Bitcoin's Resilience Amid Market Challenges and Rising Crypto Favorability in Washington
Summary:
The article discusses Bitcoin's (BTC) resilience amid testing market times. It highlights Washington's growing favorability towards cryptocurrencies following Congress' passage of the first standalone crypto regulation. Additionally, it underscores the role of banks who, driven by economic incentives, are likely to offer custody services for cryptocurrencies. The article also mentions the pressures faced by the U.S. Federal Reserve to decrease interest rates to fend off recession, as inflation stays stubbornly high. Despite Bitcoin's price slump, BTC derivatives have been resilient, suggesting that the $65,000 support level may become more robust.
Even though Bitcoin (BTC) dipped to the $65,000 support level on June 14, its closure has stayed above $66,000 since May 17. Despite BTC's failure to breach the $72,000 resistance ceiling over the past four weeks, regulatory sentiment has been positively impacted by certain developments, spotlighting the limited space the U.S. central bank has to operate without triggering inflation. The strength in Bitcoin derivatives indicators and favorable market conditions suggest that a significant dip is unlikely.
Washington is gradually showing a more accommodative stance towards cryptocurrencies. The U.S. lawmakers on May 16 passed a Congressional Review Act to scrutinize an SEC rule that mandates listed firms, including banks, to list crypto assets as assets and liabilities on their balance sheets. Senator Cynthia Lummis said this vote marks as the first standalone crypto legislation ratified by Congress. Though President Joe Biden later vetoed the resolution, support from Democrats indicates the increasing prevalence and influence of crypto participants in U.S. politics, as stated by Bitcoin Policy Institute fellow, Craig Warmke. To override Biden's veto, a two-third majority is needed in both chambers of Congress.
Banks have a financial incentive to offer custodial services for cryptocurrencies as they aim to benefit from the ongoing adoption of cryptos. Flexa's Chief Compliance Officer, Daniel McCabe, suggests that the banking industry and pro-crypto lobbying could exert significant influence. Founder and CEO of the Digital Chamber, Perianne Boring, regards the support from Democrats as a monumental moment for the Biden administration, with Schumer’s backing swinging the tide in cryptos' favor. Biden must decide whether vetoing H.J.Res. 109 is worthwhile, considering it may incite conflicts within his party.
The U.S. Federal Reserve is under increasing pressure to cut interest rates to stave off an economic recession. Inflation continues to stubbornly overshoot the Fed's 2% goal, with CPI at 3.4%. This ongoing inflation, coupled with a slight increase in unemployment from 3.9% to 4% in May, signifies the job market is beginning to slacken.

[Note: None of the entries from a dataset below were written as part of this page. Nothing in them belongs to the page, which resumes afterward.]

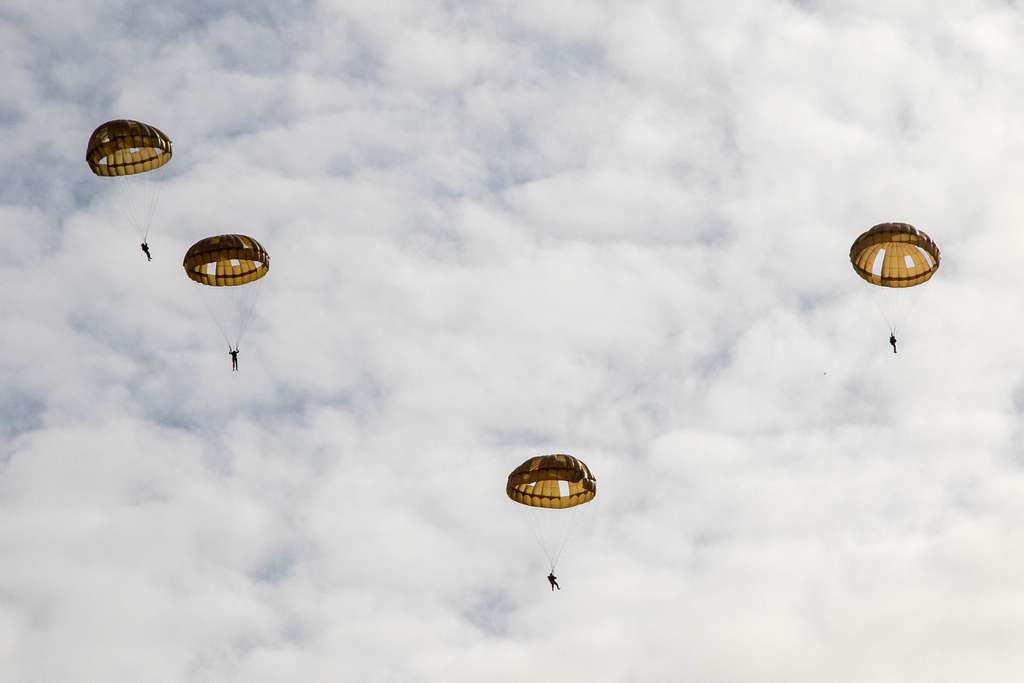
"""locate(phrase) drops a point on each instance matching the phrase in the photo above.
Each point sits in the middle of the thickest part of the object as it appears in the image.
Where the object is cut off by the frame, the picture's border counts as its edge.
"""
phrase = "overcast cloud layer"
(500, 229)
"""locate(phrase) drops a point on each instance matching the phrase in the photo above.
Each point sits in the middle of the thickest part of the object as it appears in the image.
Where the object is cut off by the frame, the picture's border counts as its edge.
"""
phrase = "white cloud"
(616, 230)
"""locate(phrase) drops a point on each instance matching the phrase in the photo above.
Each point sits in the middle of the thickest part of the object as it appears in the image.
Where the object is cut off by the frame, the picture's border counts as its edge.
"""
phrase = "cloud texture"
(499, 229)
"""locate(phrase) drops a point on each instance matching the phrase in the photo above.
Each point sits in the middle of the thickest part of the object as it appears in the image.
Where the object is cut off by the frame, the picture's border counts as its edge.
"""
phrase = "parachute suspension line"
(553, 544)
(154, 198)
(137, 199)
(213, 314)
(247, 312)
(565, 538)
(535, 526)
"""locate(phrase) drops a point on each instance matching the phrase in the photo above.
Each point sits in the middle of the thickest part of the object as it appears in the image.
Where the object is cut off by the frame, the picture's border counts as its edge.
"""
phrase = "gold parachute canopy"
(538, 482)
(127, 147)
(226, 260)
(895, 255)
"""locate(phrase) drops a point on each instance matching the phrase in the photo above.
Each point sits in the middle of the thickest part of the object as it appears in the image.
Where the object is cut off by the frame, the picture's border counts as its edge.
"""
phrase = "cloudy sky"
(500, 229)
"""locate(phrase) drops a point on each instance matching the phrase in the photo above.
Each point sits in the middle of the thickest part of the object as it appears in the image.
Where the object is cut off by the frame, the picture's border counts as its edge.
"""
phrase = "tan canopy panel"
(895, 255)
(226, 260)
(538, 482)
(127, 147)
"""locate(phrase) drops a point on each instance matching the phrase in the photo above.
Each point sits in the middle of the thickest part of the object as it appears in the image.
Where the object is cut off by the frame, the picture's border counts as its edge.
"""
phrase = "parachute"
(128, 150)
(553, 487)
(896, 256)
(228, 266)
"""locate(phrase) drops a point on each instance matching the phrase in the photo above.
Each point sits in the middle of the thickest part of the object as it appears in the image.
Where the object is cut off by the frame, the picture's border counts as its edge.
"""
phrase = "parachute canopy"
(126, 147)
(895, 255)
(226, 260)
(555, 481)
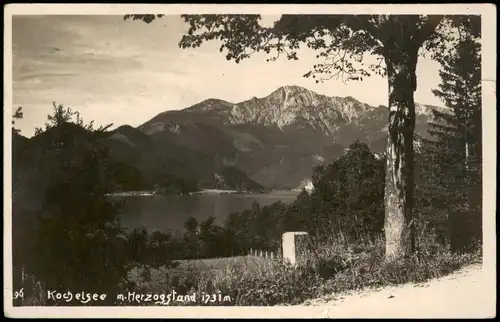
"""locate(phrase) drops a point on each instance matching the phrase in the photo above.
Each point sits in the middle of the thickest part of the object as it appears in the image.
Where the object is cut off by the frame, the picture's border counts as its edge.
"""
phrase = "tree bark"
(399, 227)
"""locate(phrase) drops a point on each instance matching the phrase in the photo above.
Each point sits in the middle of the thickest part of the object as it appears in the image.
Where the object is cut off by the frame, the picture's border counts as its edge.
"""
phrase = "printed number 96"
(18, 294)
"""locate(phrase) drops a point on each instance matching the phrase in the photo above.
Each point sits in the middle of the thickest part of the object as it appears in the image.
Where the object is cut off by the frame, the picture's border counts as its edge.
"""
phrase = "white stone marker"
(289, 246)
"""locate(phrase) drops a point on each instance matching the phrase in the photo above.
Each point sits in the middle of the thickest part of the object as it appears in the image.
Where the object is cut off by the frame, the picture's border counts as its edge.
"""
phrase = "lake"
(168, 213)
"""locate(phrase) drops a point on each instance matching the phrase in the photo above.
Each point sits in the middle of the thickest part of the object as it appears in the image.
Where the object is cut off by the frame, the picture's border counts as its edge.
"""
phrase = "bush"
(338, 267)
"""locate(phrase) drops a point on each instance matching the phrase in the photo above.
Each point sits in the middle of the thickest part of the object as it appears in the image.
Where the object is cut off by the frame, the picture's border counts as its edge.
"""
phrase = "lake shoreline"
(147, 193)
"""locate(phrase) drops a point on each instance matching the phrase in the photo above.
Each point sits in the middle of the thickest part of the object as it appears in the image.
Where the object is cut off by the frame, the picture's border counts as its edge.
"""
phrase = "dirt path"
(469, 293)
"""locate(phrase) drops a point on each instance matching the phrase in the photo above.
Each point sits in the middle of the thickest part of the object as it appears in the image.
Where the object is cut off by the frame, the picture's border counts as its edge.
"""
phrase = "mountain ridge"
(278, 138)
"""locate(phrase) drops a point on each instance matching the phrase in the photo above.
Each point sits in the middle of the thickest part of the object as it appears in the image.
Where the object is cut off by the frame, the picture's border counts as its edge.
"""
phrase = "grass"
(338, 267)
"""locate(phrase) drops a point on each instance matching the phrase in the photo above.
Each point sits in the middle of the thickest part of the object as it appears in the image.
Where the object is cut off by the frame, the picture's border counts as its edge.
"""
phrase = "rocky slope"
(276, 140)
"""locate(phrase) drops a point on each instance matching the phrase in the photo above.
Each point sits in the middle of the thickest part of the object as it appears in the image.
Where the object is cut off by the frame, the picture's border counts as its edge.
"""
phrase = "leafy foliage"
(449, 175)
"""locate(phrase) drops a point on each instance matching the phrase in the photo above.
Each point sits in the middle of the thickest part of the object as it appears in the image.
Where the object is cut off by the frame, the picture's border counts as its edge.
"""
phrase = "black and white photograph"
(318, 161)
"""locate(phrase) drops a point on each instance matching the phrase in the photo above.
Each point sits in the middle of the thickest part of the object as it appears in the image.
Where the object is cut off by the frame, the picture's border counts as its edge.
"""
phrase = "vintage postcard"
(286, 161)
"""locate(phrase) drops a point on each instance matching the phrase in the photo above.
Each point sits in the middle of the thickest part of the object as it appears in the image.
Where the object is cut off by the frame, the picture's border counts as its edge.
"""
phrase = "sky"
(126, 72)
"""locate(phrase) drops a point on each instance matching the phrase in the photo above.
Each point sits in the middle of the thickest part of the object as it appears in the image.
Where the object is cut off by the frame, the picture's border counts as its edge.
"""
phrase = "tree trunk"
(400, 229)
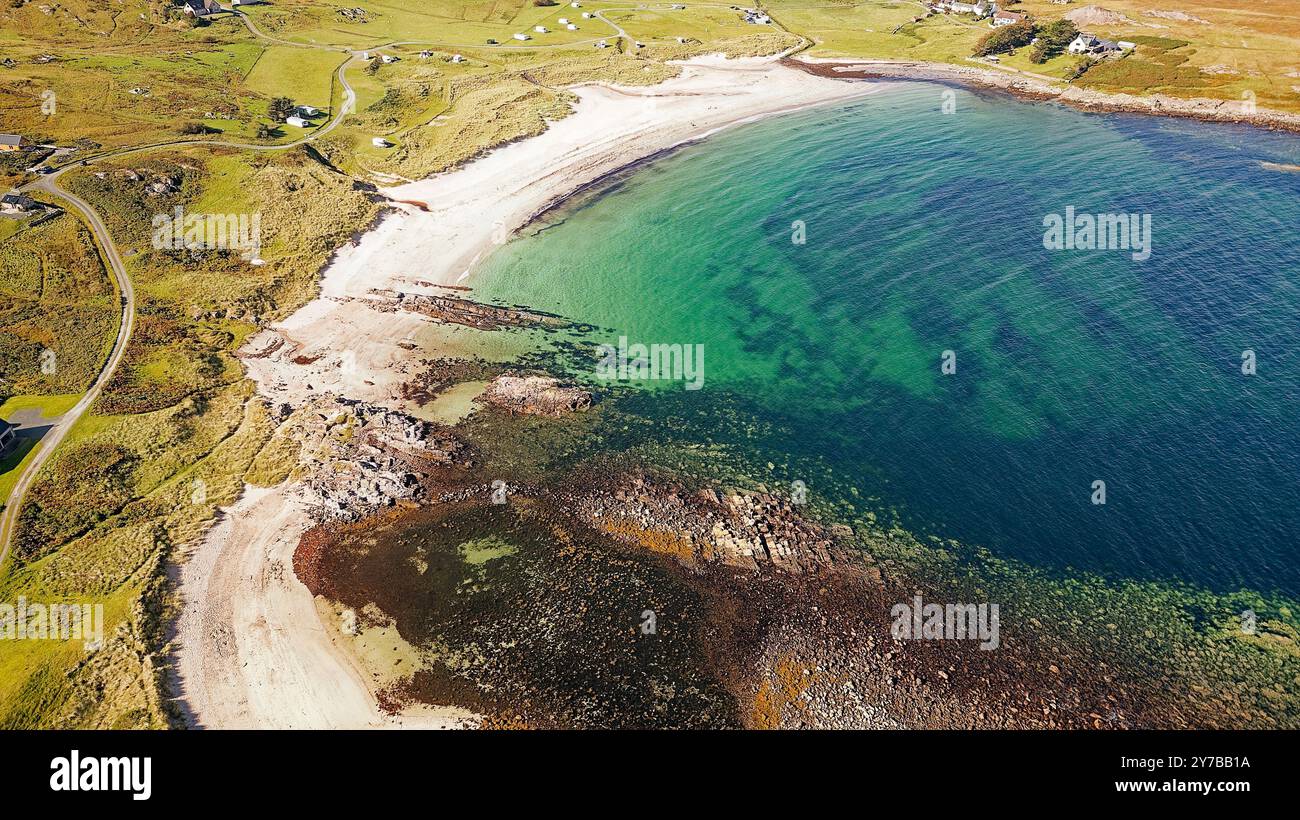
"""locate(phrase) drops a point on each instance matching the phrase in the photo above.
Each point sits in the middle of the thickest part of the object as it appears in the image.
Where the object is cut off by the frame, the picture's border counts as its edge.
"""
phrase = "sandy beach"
(252, 649)
(1039, 87)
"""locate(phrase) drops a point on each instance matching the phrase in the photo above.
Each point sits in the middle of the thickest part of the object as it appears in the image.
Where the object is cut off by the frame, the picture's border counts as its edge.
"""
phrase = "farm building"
(202, 8)
(14, 203)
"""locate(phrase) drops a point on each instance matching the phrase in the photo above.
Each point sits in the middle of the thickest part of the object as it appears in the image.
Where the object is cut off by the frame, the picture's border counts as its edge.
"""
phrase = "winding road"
(50, 185)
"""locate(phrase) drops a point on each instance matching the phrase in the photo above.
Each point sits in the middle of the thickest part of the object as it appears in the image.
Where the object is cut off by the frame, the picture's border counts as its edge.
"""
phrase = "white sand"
(252, 650)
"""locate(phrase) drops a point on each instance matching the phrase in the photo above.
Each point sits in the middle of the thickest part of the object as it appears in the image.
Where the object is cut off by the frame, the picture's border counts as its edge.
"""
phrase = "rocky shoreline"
(796, 620)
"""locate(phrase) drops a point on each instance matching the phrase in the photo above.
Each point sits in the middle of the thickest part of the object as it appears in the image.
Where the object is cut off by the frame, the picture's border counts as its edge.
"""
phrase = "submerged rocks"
(356, 458)
(536, 395)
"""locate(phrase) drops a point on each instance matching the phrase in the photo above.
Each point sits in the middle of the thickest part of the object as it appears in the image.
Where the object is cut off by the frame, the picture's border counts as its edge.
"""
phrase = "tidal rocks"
(462, 311)
(536, 395)
(356, 458)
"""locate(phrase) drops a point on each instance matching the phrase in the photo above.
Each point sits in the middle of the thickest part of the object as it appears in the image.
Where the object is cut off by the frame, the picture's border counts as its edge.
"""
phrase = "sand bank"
(251, 646)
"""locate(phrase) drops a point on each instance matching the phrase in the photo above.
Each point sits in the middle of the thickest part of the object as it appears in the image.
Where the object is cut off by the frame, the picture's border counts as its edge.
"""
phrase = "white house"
(202, 8)
(979, 8)
(1092, 44)
(1006, 18)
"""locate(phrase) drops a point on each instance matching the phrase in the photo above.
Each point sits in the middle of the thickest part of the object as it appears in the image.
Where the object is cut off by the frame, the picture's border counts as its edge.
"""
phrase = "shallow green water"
(924, 233)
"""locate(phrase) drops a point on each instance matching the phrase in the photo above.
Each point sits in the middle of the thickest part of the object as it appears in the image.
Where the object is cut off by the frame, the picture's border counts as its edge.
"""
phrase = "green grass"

Investor fear over future economic growth was reflected in the fall in the U.S. 2-year Treasury yield to a 70-day low of 4.69% on June 14. Meanwhile, the S&P 500 reached an unprecedented high on June 13, as investors gravitated towards equities and other limited assets to counteract depreciation by inflation and poor returns on bonds.
The Fed's careful approach to monetary policy is manifest in its recent decision to reduce the speed of its quantitative tightening program, indicating cautious hope that inflation is under control. However, unless the Fed adjusts its policy soon, it risks worsening economic slowdowns, as high lending costs discourage consumer expenditure and corporative investment.
Even with an 8% slump in price between June 6-14, Bitcoin's main derivatives metrics remained unaffected, demonstrating remarkable resilience. The Bitcoin futures premium displays the discrepancy between spot prices on regular exchanges and the monthly contracts in derivatives markets. A typical annualized premium of 5-10% is anticipated to compensate for the prolonged settlement period.
As of June 14, the premium for the Bitcoin 2-month futures remained above the 10% bullish market threshold. While the Bitcoin derivatives market appeared less enthusiastic than the previous week, there were no signs of strain or overwhelming demand for short sell leverage. Given the current regulatory and economic landscape, it's likely the $65,000 support level will strengthen further.
Disclosure: This article is for informational purposes only, and should not be understood as legal or investment advice. The views and opinions herein are solely those of the writer and may not reflect Cointelegraph's standpoint.